Pustaka
Bahasa Indonesia

Love is Tragedy

92.0K · Tamat
Romansa Universe
80
Bab
702
View
7.0
Rating

Ringkasan

Ruby adalah seorang jurnalis penyendiri yang sangat idealis. Dia diangkat menjadi sekretaris redaksi setelah dua hari bekerja, bosnya Ben, diam-diam suka padanya, sementara itu dia punya rahasia mengenai dirinya yang tidak akan pernah bisa punya anak karena sebuah kecelakaan membuatnya kehilangan rahim.

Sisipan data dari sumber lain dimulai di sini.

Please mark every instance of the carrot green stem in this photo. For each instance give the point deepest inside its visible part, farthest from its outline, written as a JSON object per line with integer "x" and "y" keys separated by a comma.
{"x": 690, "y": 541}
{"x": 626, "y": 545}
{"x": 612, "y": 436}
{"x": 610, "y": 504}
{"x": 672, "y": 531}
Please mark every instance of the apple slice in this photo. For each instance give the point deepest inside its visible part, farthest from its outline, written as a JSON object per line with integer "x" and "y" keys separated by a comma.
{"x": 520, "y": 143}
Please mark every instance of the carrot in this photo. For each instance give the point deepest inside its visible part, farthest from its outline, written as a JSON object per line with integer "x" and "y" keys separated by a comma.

RomansaMetropolitanPresdir

Bab 1 Sekretaris Baru

Bab 1 Sekretaris Baru

Ben (35 Tahun) bos sebuah perusahaan platform yang bergerak di bidang jurnalis The Azurape. Tampan, bertubuh atletis, serta sukses dalam karir, perusahannya pun berkembang dengan pesat dimana-mana. Namun tak sepadan dengan kisah asmaranya yang begitu rumit dan menyakitkan. Ditinggalkan oleh wanita yang begitu dikaguminya, Yasmin Safira (32 Tahun)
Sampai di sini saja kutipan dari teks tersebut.